Aydın, ramazanda su içme konusunda da hatalar yapıldığını belirterek, sahurda ertesi gün susuz kalmayım mantığıyla yapılan aşırı su tüketiminin bir faydası olmadığını, böbreklerin daha sabah saatlerinde onu süzdüğünü söyledi.

Bir kerede bir litre su içmektense iftar ve sahur arasında az az ama sürekli su içilmesi gerektiğinin altını çizen Aydın, “Mevsim yaz olduğu için iftar ve sahur arasında en az 2,5 litre su içilmesi gerekir. İftarda ve sahurda oturup birer litre su içip arada hiç su içmemek doğru değil.
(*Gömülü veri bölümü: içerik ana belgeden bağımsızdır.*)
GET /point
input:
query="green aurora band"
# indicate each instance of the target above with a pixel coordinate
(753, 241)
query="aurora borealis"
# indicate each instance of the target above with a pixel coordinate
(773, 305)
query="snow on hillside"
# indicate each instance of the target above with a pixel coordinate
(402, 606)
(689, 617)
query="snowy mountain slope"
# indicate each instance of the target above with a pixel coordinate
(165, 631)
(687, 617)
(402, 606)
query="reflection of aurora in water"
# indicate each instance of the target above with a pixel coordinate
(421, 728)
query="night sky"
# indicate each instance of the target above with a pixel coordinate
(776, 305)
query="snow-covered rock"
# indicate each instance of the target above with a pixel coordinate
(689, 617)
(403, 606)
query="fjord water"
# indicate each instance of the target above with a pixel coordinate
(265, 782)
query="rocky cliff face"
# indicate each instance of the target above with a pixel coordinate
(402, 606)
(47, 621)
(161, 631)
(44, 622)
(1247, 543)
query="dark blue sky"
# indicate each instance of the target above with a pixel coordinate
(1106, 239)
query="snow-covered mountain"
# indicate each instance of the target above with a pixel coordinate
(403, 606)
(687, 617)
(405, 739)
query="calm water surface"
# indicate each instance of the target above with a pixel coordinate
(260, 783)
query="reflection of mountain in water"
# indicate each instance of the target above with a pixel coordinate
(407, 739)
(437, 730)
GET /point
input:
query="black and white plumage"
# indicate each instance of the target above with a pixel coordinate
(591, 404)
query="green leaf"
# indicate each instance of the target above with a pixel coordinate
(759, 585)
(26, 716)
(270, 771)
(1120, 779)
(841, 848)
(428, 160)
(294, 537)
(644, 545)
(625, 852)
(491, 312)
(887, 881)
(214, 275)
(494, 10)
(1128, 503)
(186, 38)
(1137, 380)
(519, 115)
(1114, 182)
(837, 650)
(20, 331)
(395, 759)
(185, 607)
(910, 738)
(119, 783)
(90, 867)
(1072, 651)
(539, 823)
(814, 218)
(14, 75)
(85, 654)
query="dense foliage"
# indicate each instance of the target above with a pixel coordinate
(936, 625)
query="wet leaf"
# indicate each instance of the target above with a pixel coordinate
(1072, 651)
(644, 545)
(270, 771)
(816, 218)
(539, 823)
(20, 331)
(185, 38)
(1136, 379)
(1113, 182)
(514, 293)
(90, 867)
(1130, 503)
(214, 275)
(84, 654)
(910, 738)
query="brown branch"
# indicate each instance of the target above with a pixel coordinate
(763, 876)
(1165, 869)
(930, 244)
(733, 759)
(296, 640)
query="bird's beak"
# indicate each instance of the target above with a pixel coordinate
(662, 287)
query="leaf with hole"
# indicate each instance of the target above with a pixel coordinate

Bardak bardak sahura kadar sürekli bir su içme durumu olmalı” dedi.   

Kronik hastaların ve gebelerin oruç tutmaması gerektiğini ifade eden Aydın, ramazanda oruç tutmanın hem bebek hem de anne açısından risk olduğunu dile getirdi.

– “Kan acil değil, sürekli bir ihtiyaç “

  Türk Kızılayı Genel Başkanı Kerem Kınık da ramazanın yardımlaşma duygularını artıran bir atmosfer oluşturduğunu, bu nedenle kan bağışlarının arttığını söyledi.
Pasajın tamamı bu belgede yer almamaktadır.